提高人类在领域知识发现中的表现的聊天机器人对话设计

机器学习（ML）的出现导致开发面向任务的对话系统被广泛采用，用于科学应用程序（例如科学网关），在这些应用程序中，为域用户检索和管理大量信息源。然而，在设计能够在科学界广泛传播的聊天机器人对话系统方面仍然存在着挑战。在本文中，我们提出了一个新的Vidura顾问设计框架（VADF）来开发用于信息检索（IR）和问答（QA）任务的对话系统设计，同时在不同的应用环境中实现基于人的性能的系统效用量化。我们在我们的框架中采用社会技术方法，通过利用领域专家反馈来设计对话系统，该框架具有稀疏检索器，可以使用线性插值平滑在QA设置中实现准确的响应。我们将我们的VADF应用于一个范例科学网关，即KnowCOVID-19，以进行实验，证明基于IR和QA性能、应用程序实用性和感知采用率的对话系统的实用性。实验结果表明，我们的VADF方法在科学文献数据集上显著提高了针对检索器基线的IR性能（提高了5%）和针对大型语言模型（llm）（如ChatGPT）的QA性能（提高了43%）。此外，通过一项可用性调查，我们观察到，在将VADF应用于KnowCOVID-19时，衡量应用程序的效用和人的性能可以转化为感知社区采用率的提高。
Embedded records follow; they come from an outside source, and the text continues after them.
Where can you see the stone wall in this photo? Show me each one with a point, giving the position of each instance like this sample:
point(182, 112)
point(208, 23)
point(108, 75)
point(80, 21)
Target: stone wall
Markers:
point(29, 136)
本文章由计算机程序翻译，如有差异，请以英文原文为准。

求助全文

约1分钟内获得全文求助全文

来源期刊

IEEE Transactions on Human-Machine Systems COMPUTER SCIENCE, ARTIFICIAL INTELLIGENCE-COMPUTER SCIENCE, CYBERNETICS

CiteScore

7.10

自引率

11.10%

发文量

136

期刊介绍： The scope of the IEEE Transactions on Human-Machine Systems includes the fields of human machine systems. It covers human systems and human organizational interactions including cognitive ergonomics, system test and evaluation, and human information processing concerns in systems and organizations.